Kinneavy, James J. “The Basic Aims of Discourse.” Cross-Talk in Comp Theory: A Reader. Ed. Victor Villanueva. Second ed. United States: National Council of Teachers of English, 2003. 129-139.
In the academic journal article, “The Basic Aims of Discourse,” James Kinneavy explores the purpose of discourse in different disciplines of writing, i.e. creative and academic. Kinneavy explores the impact and aims of different types of composition through literature and articles of various authors, as well as the author’s own experience writing and teaching. Kinneavy explores different types of writing in order to show that teachers and writers should consider the aspects in each to increase the effectiveness of every writer in any discipline. Kinneavy says “The important lesson to be drawn from this almost fearful symmetry is that no composition program can afford to neglect any of these basic aims of discourse” (137), which is something I think happens quite often in academia. Learning how to form an argument in a creative way, or how to write a story through an academic lens, can only aid in the process of writing and make for stronger writing overall.
D’Angelo, Frank J. “An Ontological Basis for a Modern Theory of the Composing Process.” Cross-Talk in Comp Theory: A Reader. Ed. Victor Villanueva. Second ed. United States: National Council of Teachers of English, 2003. 141-150.
In the academic article, “An Ontological Basis for a Modern Theory of the Composing Process,” Frank D’Angelo argues that the end goal of composition is “to guide individuals who are distinct and separate toward greater unity and identification of purpose and action” (148). Berlin develops his argument through a literary analysis, especially “Tradition and Theory in Rhetoric” by S.M. Halloran, which D’Angelo cites several times. D’Angelo’s purpose is to explore the history of composition in order to predict where he believes the act of writing will ultimately end and/or achieve. The article is philosophical in nature, and could be directed at that discipline, teachers, or other writers. I think the article is interesting as a philosophical thought exercise, and could be the basis of any number of science fiction stories. I immediately thought of “Story of Your Life” by Ted Chiang when D’Angelo when D’Angelo said, “we must envision humankind as a single organism, growing, changing, and developing in a single direction” (144). I think it is a great philosophical exercise, but unity and an endpoint of singular communication ultimately means losing the myriad languages, means, and methods that exist today.
Berlin, James A. “Contemporary Composition.” Cross-Talk in Comp Theory: A Reader. Ed. Victor Villanueva. Second ed. United States: National Council of Teachers of English, 2003. 255-270.

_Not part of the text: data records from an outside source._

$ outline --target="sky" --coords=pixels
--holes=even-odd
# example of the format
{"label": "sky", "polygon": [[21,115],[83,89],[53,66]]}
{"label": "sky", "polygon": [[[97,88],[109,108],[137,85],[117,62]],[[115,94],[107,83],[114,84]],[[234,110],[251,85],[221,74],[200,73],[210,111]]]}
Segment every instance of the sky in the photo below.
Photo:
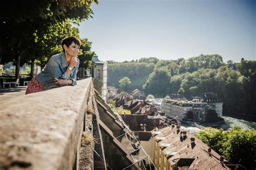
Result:
{"label": "sky", "polygon": [[256,0],[99,0],[79,26],[100,60],[256,60]]}

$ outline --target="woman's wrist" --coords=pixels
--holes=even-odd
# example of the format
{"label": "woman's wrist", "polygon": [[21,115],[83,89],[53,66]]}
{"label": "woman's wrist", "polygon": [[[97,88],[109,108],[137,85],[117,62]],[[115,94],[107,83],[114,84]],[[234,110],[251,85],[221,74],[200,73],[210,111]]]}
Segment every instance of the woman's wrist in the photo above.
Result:
{"label": "woman's wrist", "polygon": [[68,79],[66,79],[66,85],[65,86],[68,86],[69,85],[69,80]]}

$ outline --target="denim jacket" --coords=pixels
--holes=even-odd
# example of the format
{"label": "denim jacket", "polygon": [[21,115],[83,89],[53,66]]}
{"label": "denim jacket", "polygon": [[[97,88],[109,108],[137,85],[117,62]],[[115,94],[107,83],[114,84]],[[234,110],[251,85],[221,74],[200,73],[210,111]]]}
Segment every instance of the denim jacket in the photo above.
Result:
{"label": "denim jacket", "polygon": [[46,89],[51,87],[58,87],[54,84],[55,78],[72,80],[72,86],[77,84],[77,74],[78,69],[79,60],[76,66],[73,68],[70,74],[70,76],[66,74],[68,69],[65,54],[62,53],[51,56],[44,70],[37,76],[37,80],[40,84],[44,86]]}

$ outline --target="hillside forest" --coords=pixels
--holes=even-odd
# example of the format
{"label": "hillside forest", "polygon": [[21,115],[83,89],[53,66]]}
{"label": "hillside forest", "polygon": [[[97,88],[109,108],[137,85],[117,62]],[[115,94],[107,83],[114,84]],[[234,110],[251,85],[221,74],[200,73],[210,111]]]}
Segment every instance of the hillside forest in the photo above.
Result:
{"label": "hillside forest", "polygon": [[255,60],[225,63],[218,54],[201,54],[177,60],[151,57],[108,63],[107,86],[125,91],[137,88],[155,98],[180,94],[191,99],[213,92],[223,102],[224,115],[255,119]]}

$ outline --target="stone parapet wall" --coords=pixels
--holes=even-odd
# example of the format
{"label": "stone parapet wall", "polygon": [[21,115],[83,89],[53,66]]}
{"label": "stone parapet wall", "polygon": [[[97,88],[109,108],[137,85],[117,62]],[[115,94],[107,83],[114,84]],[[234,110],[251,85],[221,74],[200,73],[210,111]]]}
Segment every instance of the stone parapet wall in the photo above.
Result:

In the academic article, “Contemporary Composition,” James Berlin argues that teachers need to be more aware of the writing practices they teach to students so that both the teacher and student can be more effective rhetoricians. Berlin explores his argument through various rhetoricians, picking and choosing elements which he believes most important and effective to carry forward through to his goal. The author’s purpose is to create building blocks of rhetoric in order to foster students and teachers who do more than trace writing based on what has come before. Berlin writes to teachers, hoping to build a system that will change and engage the way writing is taught. Berlin believes in the process-oriented writing process as opposed to the product, which I think is the best process. In citing so many canon philosophers and teachers, I think Berlin appeals to traditionalists, and makes a shift in thought process and epistemology easier to accept.